Next, check if the attribute is a URL, JavaScript, CSS, or other embedded language. If it is, find the section for that type of attribute.
If it is not one of those types of attributes, then use an HTML escaper:
<div data="${cov:htmlEscape(content)}">...
Scenario: You want to insert some dynamic data into an attribute that contains JavaScript.
Getting it right: First, ensure that the attribute is properly quoted. For more details, see the HTML attribute section.
Next, ensure that you are trying to insert the data into a JavaScript string, and that the string is quoted. If you are trying to insert the data outside of a string, please see the full CSL documentation for an alternative to the JavaScript string escaper.
Next, recognize that this is a nested context and order is important. The order that the browser will decode this in is:
So you need to apply a JavaScript string escaper, and then apply a HTML escaper to your dynamic data like this:
<div onclick="jsFunc('${cov:htmlEscape(cov:jsStringEscape(content))}')">
Click me
</div>
Scenario: You want to insert a dynamic URL into an attribute that will understand the URL, such as a link or iframe.
Getting it right: First, ensure that the attribute is properly quoted. For more details, see the HTML attribute section.
Next, ensure that the URL is not something that needs to be restricted to a server you control, like an object tag for a flash file or a script tag.
Now, while this might seem like a nested context, full URLs cannot be escaped properly to stop XSS. However, the CSL has a function that will transform potentially dangerous URLs such as those beginning with the javascript: scheme to safe URLs called asURL that you can call as if it were an escaper. To use asURL correctly, you should apply it to a fully constructed URL.

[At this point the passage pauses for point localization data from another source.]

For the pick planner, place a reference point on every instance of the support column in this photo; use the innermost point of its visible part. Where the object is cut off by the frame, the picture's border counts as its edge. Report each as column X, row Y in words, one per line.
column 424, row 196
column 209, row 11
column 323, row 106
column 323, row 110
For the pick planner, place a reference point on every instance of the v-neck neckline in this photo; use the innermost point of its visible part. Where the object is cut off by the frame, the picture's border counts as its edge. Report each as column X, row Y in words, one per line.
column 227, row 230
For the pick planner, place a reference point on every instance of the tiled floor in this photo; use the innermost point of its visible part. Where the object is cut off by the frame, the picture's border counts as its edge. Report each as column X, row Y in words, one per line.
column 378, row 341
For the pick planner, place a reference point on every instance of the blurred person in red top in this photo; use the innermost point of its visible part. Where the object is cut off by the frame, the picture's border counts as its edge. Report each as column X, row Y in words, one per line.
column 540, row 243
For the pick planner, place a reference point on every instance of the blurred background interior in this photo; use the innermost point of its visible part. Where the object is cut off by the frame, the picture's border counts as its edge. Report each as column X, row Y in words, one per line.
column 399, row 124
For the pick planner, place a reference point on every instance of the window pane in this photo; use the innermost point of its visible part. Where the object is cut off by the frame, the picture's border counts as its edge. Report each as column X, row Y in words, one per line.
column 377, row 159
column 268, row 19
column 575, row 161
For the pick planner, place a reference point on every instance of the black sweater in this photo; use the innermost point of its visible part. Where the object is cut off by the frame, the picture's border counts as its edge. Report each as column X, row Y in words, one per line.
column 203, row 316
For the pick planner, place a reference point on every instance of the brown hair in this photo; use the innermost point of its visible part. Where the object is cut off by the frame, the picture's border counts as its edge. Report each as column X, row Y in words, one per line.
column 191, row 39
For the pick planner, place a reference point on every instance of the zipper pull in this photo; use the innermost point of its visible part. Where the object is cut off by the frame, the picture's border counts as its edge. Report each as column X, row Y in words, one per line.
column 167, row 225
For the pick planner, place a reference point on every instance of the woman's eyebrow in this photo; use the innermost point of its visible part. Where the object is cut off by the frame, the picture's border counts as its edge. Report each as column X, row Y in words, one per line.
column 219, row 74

So with that in mind, we apply our asURL function and an HTML escaper:
<a href="${cov:htmlEscape(cov:asURL(content))}">
Click me
</a>
Scenario: You want to allow a user to control a CSS string such as a font-family attribute or CSS selector that you want to specify in an attribute.
Getting it right: Hopefully you're familiar with this by now, so you're going to jump right in and:
Apply a CSS string escaper, then apply a HTML escaper:
<a style="font-family:'${cov:htmlEscape(cov:cssStringEscape(content))}'">
Click me
</a>
Scenario: You want to pass some dynamic data to a JavaScript block by writing it into a string.
Getting it right: By now this should seem like a nested context. But as anyone who has ever had to make a website work across multiple browsers should know, browsers love it when things are different and exciting and hard to get right!
Luckily, this isn't as hard as that, and all we need to do is apply a JavaScript string escaper. The tricky thing here is ensuring that your JavaScript string escaper escapes < as well as the typical string characters. If you're using CSL, we’ve already taken care of that for you. Here's an example of how to get it right:
<script type="text/javascript">
var str = '${cov:jsStringEscape(content)}';
// Do something with the string `str`
</script>
Scenario: You want to insert dynamic data inside a piece of HTML that will be used from JavaScript later.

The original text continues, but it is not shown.